In these strange political times, it’s very fashionable to trash men. ‘Toxic masculinity’ has become the prefabricated phrase of choice bolted on to every problem involving men. Such lazy use of language would have George Orwell turning in his grave. The toxic masculinity argument demands that men need to be fixed, re-educated and reprogrammed. This baseless assumption, founded on nonsense psychologism, is deeply insulting. What would happen if another identity group were told that they were flawed and lacking, and must be re-educated? We’re in danger of returning to the days when pathologising certain groups was regarded as normal – when homosexuality was treated and accepted as a mental illness, of women were labelled hysterics.

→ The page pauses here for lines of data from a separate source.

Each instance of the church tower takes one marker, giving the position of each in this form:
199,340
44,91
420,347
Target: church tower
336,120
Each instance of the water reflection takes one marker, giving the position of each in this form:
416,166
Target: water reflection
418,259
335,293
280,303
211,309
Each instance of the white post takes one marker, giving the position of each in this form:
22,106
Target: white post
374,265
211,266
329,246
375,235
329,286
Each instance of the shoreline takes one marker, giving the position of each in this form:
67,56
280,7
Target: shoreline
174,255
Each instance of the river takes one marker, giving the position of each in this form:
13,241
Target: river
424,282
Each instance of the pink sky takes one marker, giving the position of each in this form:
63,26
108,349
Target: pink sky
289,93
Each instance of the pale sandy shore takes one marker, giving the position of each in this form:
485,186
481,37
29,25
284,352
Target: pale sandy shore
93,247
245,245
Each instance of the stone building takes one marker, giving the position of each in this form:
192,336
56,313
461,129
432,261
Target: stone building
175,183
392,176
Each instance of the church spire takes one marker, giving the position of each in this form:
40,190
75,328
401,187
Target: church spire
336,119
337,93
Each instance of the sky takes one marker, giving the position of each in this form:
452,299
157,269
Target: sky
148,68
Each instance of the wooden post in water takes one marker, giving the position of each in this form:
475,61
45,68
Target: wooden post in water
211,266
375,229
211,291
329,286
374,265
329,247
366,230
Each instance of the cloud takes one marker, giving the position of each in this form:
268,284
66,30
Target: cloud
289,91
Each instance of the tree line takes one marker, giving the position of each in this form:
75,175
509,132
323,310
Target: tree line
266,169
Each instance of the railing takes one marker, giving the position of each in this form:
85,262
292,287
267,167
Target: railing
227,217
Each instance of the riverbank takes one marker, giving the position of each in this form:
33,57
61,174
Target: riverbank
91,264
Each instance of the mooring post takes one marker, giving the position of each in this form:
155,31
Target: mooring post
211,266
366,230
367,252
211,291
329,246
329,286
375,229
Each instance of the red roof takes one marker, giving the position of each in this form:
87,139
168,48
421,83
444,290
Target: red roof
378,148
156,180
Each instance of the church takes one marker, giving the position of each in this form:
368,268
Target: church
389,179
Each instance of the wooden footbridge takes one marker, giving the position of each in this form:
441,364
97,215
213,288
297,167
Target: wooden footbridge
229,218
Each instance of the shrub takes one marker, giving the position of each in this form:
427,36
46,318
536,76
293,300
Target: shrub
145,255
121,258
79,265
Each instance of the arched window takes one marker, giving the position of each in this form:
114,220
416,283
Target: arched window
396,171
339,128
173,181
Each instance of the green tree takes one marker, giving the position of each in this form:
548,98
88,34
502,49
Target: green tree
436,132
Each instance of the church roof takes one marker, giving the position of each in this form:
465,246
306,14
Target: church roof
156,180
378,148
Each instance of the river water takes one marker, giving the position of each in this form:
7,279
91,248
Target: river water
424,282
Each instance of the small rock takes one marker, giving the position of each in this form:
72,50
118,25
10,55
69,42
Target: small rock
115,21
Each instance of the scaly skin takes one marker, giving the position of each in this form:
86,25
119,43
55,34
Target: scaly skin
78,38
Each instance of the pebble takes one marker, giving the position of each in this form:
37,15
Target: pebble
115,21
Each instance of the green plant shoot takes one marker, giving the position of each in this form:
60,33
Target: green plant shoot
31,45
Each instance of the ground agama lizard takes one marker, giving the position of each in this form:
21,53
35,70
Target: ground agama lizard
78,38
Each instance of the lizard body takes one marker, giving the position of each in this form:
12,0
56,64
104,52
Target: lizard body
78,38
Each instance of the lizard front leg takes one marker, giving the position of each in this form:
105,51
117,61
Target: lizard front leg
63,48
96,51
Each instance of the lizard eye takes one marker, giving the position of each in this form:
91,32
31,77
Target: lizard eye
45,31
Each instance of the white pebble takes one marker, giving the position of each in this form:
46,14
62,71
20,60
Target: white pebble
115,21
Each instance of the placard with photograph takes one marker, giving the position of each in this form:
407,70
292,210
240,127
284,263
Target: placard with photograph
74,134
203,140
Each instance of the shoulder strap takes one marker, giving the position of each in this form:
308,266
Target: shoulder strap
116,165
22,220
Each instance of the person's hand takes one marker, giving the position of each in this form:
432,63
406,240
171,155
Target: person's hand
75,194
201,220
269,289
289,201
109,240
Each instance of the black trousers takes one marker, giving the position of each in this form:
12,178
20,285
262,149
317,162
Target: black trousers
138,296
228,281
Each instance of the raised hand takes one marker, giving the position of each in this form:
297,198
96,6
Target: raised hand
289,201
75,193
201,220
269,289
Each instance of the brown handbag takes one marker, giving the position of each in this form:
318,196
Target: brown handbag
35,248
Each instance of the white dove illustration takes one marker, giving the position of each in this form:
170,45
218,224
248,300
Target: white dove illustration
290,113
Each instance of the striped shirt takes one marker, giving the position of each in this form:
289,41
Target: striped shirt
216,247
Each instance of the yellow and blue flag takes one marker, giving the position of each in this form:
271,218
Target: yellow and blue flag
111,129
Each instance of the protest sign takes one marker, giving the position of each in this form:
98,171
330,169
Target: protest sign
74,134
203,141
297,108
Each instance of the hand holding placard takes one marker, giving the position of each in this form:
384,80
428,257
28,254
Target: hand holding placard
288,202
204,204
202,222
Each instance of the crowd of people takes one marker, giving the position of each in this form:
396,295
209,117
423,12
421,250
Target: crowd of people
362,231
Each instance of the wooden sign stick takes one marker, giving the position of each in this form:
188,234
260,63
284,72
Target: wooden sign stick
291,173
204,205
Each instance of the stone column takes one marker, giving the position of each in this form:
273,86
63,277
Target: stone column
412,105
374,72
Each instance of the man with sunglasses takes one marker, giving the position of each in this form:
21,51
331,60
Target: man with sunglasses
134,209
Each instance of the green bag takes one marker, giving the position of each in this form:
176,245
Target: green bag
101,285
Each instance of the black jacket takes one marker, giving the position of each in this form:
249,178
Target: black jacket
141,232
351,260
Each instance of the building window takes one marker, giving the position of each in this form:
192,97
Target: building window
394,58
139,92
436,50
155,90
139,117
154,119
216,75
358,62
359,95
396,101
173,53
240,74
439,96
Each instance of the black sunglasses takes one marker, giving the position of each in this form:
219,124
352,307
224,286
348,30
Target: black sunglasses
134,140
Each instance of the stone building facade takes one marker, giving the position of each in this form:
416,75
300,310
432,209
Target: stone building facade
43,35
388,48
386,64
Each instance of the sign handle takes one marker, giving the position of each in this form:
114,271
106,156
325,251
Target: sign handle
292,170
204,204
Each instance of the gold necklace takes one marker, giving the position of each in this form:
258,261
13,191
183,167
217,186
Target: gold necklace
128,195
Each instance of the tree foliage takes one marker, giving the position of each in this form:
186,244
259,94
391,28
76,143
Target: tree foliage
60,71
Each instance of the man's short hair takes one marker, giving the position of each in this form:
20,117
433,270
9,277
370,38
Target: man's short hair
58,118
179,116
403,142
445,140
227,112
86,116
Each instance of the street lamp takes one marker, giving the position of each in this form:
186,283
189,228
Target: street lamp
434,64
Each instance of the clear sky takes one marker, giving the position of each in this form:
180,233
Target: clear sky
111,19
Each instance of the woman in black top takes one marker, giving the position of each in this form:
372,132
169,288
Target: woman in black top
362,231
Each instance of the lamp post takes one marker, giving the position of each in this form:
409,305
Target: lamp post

This simplification and stereotyping is a key factor of identity politics, especially within the more authoritarian left, which has a propensity to diagnose how other groups act as oppressors. (The classic example being that white males are supposedly racist and exude damaging toxic masculinity.) This becomes problematic when people who are supposedly being protected from such oppression don’t agree with the ideology. For example, not all women, trans or gay people want to be dictated to or spoken for. This reluctance to accept the popular idea of toxic masculinity is often met with accusations of being in denial or suffering from internalised misogyny. Rather than celebrating difference, the psychologism of toxic masculinity alienates the individual from their own subjectivity, negating his or her own ability to write their own narrative.

As Michel Foucault and Franco ‘Bifo’ Berardi outlined, in highly controlling societies the perfect prison is one in which individuals police themselves. Toxic masculinity, and the reification of masculinity, has created a panoptic psychological regime to guard against what is considered to be Orwellian wrongthink. The norm is supporting Safe Spaces, PC culture and identity politics, and any criticism is immediately condemned as being caused by toxic masculinity. The psychoanalyst Roland Gori argues that people crave this ‘security’ of the norm, as it relieves them from the dizzying ‘groundlessness’ of heterogeneousness which resides outside the norm. In order to maintain our freedom and liberty, we have to reject the idea that security is found in conformity.

Let’s be honest. Pretty much the only identity group that it is considered acceptable to pathologise is men. Like the witch-hunts of old, men must admit to the sin of toxic masculinity, and be purged, or else face persecution. It is time to call out the narrative of toxic masculinity for what it really is – a toxic idea.